In her turn she formed a kind of party with Ben inside
the family, and would have led him on in her own excesses
of independence if his somewhat melancholy indifferentism
had consented. It was only in his absence that
she had been with her sisters during their summer
sojourn in the White Mountains; when they returned
home, she vigorously went her way, and left them to
go theirs. She was fond of them in her defiant
fashion; but in such a matter as calling on Mrs. Hubbard
she chose not to be mixed up with her family, or in
any way to countenance her family’s prepossessions.
Her sisters paid their visit together, and she waited
for Clara Kingsbury to come up from the seaside.

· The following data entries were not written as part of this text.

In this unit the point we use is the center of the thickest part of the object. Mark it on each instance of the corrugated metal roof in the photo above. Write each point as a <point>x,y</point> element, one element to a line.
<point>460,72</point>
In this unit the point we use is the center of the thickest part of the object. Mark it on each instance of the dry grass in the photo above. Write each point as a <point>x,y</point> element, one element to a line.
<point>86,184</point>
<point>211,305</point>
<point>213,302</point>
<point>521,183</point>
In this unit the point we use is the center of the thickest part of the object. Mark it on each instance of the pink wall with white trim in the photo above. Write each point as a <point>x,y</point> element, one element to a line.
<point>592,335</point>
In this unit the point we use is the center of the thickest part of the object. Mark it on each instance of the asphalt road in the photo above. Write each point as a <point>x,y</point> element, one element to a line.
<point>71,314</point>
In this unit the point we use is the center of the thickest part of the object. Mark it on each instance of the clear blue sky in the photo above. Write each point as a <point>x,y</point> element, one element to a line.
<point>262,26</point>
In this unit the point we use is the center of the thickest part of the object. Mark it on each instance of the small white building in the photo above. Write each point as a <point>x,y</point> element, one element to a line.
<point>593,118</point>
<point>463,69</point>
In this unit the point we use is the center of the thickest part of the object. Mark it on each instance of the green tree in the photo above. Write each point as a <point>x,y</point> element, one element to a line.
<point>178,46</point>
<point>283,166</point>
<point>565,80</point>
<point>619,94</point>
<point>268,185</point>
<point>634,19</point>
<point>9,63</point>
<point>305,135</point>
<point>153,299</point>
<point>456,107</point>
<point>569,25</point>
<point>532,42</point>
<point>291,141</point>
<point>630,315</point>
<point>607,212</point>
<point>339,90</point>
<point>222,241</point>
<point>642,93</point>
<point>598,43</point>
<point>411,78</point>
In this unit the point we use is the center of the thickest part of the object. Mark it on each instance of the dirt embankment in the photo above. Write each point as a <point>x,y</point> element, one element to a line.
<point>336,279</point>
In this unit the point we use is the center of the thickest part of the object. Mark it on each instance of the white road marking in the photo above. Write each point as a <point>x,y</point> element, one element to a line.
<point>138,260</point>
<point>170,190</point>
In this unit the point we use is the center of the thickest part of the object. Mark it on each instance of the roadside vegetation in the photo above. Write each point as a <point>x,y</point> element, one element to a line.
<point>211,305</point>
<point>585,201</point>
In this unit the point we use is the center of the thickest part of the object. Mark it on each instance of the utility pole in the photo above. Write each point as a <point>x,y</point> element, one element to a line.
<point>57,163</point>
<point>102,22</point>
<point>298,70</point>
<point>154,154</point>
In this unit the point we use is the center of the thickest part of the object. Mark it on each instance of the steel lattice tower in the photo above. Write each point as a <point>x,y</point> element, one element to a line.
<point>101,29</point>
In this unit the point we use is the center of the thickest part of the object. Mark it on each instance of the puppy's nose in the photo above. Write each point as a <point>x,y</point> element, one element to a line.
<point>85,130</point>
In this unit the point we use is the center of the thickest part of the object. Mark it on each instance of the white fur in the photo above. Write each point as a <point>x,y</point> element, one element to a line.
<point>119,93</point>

Then she went with her to call upon Marcia, sitting
observant and non-committal while Clara swooped through
the little house, up stairs and down, clamoring over
its prettiness, and admiring the art with which so
few dollars could be made to go so far. “Think
of finding such a bower on Clover Street!” She
made Marcia give her the cost of everything; and her
heart swelled with pride in her sex—when
she heard that Marcia had put down all the carpets
herself. “I wanted to make them up,”
Marcia explained, “but Mr. Hubbard wouldn’t
let me,—it cost so little at the store.”
“Wouldn’t let you!” cried Miss Kingsbury.
“I should hope as much, indeed! Why, my
child, you’re a Roman matron!”
She came away in agony lest Marcia might think she
meant her nose. She drove early the next morning
to tell Olive Halleck that she had spent a sleepless
night from this cause, and to ask her what she should
do. “Do you think she will be hurt, Olive?
Tell me what led up to it. How did I behave before
that? The context is everything in such cases.”